The United States Securities and Exchange Commission (SEC) has sought that the assets belonging to the organizer of VERI (Veritaseum) initial coin offering, Reginald “Reggie” Middleton, be frozen. The Commission has accused Middleton for conducting an illegal and fraudulent ICO for the VERI coins worth about 14.8 million dollars in the year 2017 and 2018. As per the recent updates, the temporary restraining order has been attained by the SEC, freezing the defendants’ assets including, accounts at conventional financial institutions, crypto exchanges, and 15 ETH blockchain addresses.
The Commission had filed the emergency action on Monday with the United States District Court for the Eastern District of New York. The documents noted that Middleton also manipulated the value of the securities later on in addition to carrying out fraudulent 2017 ICO.
The complaint has charged Veritaseum and Middleton with infringing the States federal securities laws’ antifraud and registration provisions. Middleton faced additional charges of infringing the provisions concerning with antifraud based on his manipulative trading.
Apart from asking to freeze his assets, the SEC has also asked to prevent Middleton from altering or destroying the documents. They have also demanded a lifelong ban on him operating as an officer or director of any public entity or engaging in digital assets securities offering. They have also asked for disgorgement with interest as well as penalties.
Middleton, a self-proclaimed “financial guru”, has been accused of not only spreading false particulars about all his businesses but also running trade activities in the market that inflated VERI’s prices. That’s not all. The regulator has also made allegations that a minimum of 520,000 dollars of the investors’ money has been used by Middleton for his personal utilization while 600 thousand dollars were used by him to buy valuable metals to conduct another scam.

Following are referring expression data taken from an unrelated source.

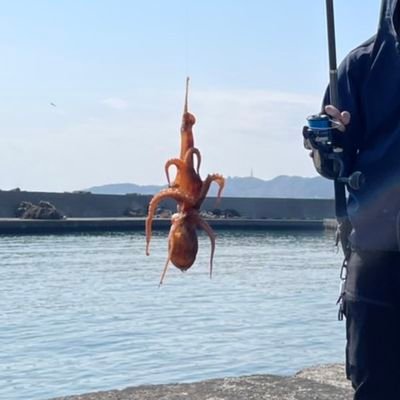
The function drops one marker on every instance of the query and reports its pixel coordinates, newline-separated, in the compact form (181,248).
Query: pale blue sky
(116,71)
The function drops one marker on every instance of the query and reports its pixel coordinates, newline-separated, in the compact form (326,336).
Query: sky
(91,91)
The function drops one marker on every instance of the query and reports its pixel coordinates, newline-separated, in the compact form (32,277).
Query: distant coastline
(89,212)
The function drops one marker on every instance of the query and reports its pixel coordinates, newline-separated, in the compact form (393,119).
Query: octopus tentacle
(175,194)
(201,223)
(219,179)
(179,164)
(164,270)
(188,158)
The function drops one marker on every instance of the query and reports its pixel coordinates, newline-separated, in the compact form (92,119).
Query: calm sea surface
(82,313)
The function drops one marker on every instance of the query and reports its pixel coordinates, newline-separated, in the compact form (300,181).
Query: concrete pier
(320,383)
(35,226)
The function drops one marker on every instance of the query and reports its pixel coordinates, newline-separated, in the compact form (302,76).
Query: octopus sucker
(189,192)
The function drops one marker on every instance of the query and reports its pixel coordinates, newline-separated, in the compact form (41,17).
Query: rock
(319,383)
(44,210)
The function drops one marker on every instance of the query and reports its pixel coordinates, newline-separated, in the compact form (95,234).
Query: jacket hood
(389,23)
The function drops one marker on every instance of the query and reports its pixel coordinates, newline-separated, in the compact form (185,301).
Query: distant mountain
(282,186)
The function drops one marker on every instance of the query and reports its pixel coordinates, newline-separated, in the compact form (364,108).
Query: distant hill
(282,186)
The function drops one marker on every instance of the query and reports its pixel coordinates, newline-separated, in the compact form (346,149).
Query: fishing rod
(327,142)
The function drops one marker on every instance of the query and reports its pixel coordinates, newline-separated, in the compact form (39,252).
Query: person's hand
(341,119)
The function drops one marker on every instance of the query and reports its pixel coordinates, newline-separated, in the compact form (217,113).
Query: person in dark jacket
(369,115)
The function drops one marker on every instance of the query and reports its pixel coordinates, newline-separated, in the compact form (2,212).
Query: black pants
(372,309)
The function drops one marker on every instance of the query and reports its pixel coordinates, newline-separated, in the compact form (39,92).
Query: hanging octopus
(189,191)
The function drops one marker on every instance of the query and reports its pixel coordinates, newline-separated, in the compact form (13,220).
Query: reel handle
(355,180)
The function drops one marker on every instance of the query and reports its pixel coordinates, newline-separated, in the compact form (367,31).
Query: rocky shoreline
(325,382)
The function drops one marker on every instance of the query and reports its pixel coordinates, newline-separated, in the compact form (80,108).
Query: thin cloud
(116,103)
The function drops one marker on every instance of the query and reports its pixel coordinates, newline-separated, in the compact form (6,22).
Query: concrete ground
(320,383)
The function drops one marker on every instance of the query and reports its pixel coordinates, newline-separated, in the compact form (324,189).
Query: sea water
(82,313)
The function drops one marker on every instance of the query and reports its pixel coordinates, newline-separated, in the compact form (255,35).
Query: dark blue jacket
(369,88)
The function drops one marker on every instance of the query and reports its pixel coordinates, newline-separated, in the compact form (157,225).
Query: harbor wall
(88,205)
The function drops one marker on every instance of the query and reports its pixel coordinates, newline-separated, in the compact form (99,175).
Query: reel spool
(322,137)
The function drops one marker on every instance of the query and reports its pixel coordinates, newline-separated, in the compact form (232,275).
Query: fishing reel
(323,138)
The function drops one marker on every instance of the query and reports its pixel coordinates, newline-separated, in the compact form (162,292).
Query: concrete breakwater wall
(88,205)
(319,383)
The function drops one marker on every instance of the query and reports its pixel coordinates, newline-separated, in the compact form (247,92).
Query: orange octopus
(189,191)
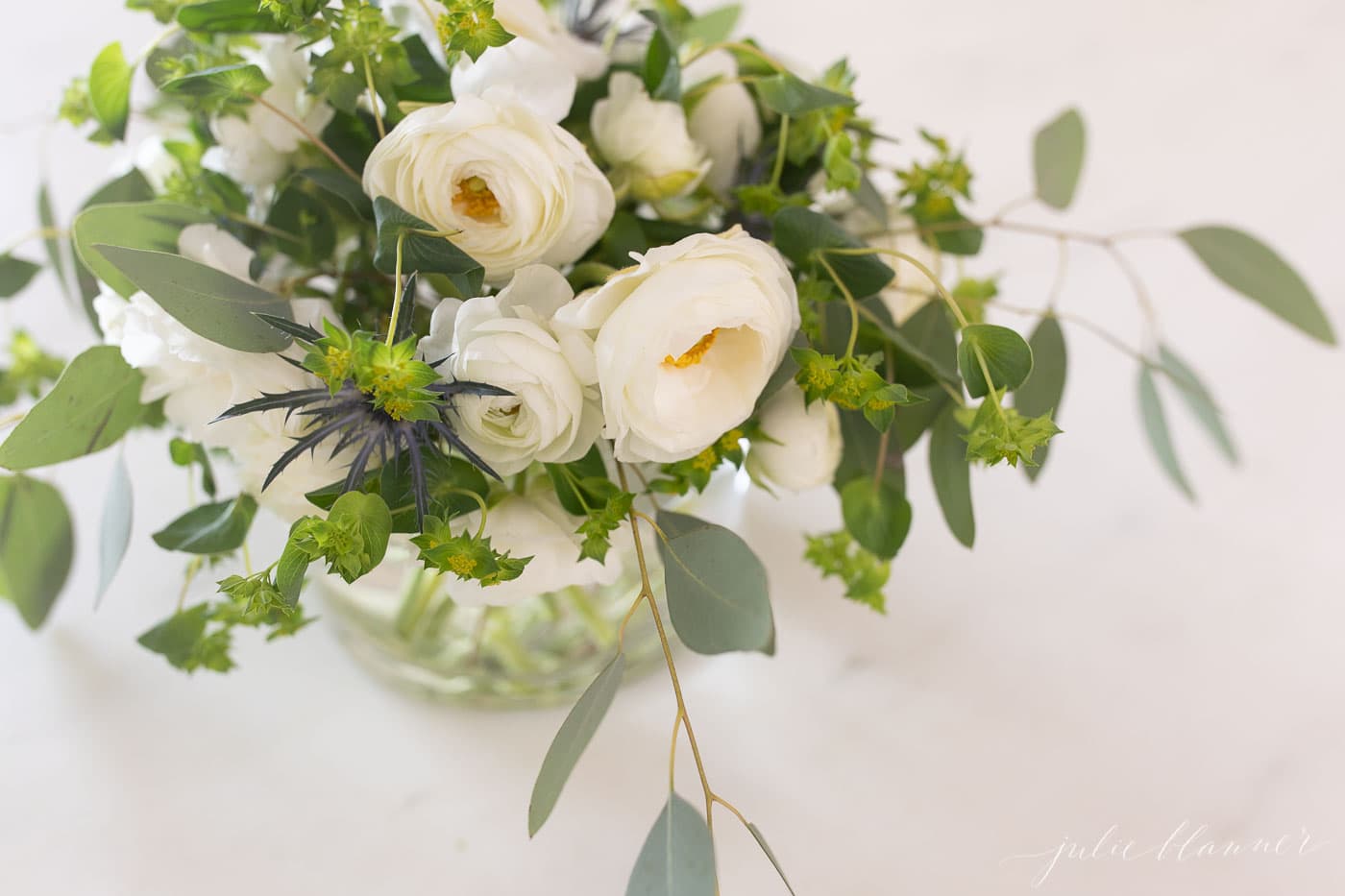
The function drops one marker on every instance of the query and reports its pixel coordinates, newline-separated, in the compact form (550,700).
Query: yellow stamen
(696,352)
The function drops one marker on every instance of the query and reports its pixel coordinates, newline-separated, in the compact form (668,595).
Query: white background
(1109,654)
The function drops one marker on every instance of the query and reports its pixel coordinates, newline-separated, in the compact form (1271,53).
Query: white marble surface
(1109,655)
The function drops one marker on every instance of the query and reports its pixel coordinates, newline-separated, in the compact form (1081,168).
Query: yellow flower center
(474,198)
(696,354)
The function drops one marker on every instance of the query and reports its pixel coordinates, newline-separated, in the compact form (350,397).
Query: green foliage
(676,858)
(571,741)
(1254,269)
(1058,157)
(217,527)
(716,587)
(93,405)
(37,544)
(837,554)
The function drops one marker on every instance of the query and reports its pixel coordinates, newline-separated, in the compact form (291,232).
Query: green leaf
(37,544)
(208,302)
(117,514)
(93,405)
(766,848)
(1006,354)
(800,233)
(136,225)
(1058,157)
(1253,268)
(219,84)
(1156,426)
(571,741)
(1045,386)
(878,517)
(427,254)
(15,274)
(210,529)
(716,587)
(676,858)
(951,475)
(793,96)
(229,16)
(1199,399)
(110,90)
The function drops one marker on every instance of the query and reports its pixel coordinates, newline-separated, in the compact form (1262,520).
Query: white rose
(507,342)
(646,141)
(725,118)
(515,188)
(686,341)
(255,148)
(806,448)
(544,62)
(535,526)
(198,378)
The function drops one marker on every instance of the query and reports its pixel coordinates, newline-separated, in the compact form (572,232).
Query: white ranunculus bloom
(544,62)
(806,448)
(514,187)
(255,148)
(198,378)
(646,141)
(506,341)
(686,341)
(725,118)
(537,526)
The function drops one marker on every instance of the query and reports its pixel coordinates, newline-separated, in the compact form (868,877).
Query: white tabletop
(1109,655)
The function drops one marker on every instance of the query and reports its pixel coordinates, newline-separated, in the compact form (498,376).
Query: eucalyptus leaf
(1254,269)
(210,529)
(117,516)
(1058,155)
(136,225)
(571,741)
(716,587)
(1045,386)
(208,302)
(1006,355)
(110,90)
(1199,399)
(37,544)
(1156,428)
(93,405)
(676,858)
(951,472)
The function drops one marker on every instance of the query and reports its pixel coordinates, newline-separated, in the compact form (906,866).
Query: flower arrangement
(467,275)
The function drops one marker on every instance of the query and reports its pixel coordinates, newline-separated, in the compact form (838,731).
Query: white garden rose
(506,341)
(514,187)
(685,342)
(646,141)
(725,120)
(802,448)
(537,526)
(255,148)
(544,62)
(198,378)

The Commission’s complaint highlighted that Middleton failed when it came to registering the VERI ICO with them. Moreover, he claimed that the tokens were investments in his personal label or tech platform; not securities. Middleton went on to describe the tokens as software and prepaid fees a few times. He even compared the tokens with Walmart’s gift cards. The confusion was his attempt to fringe the law, said the SEC.
Continuing further, the SEC stated that Middleton performed a string of manipulative, secret VERI trades that increased its prices artificially by around 315 percent in just a single trading day. He then promoted these hiked prices as well as returns to the holders of VERI.
Marc P. Berger, the Commission’s NY Regional Office’s Director, was quoted as saying,
After learning about Middleton’s transfer of funds, we took quick action to prevent the further dissipation of investor assets.
Whether it’s plain cash or digital currency, they will act to safeguard investors’ assets and go after the manipulations and frauds in their securities markets, Berger added.
During the infamous 2017 ICO, investors had bought 51 million coins for 69 thousand ether (worth about 14.8 million dollars then) and continued buying based on the misinformation provided by Middleton. He had declared to have successfully sold 35 million dollars’ worth of coins in total for the institutional usage when in reality, there wasn’t any such product.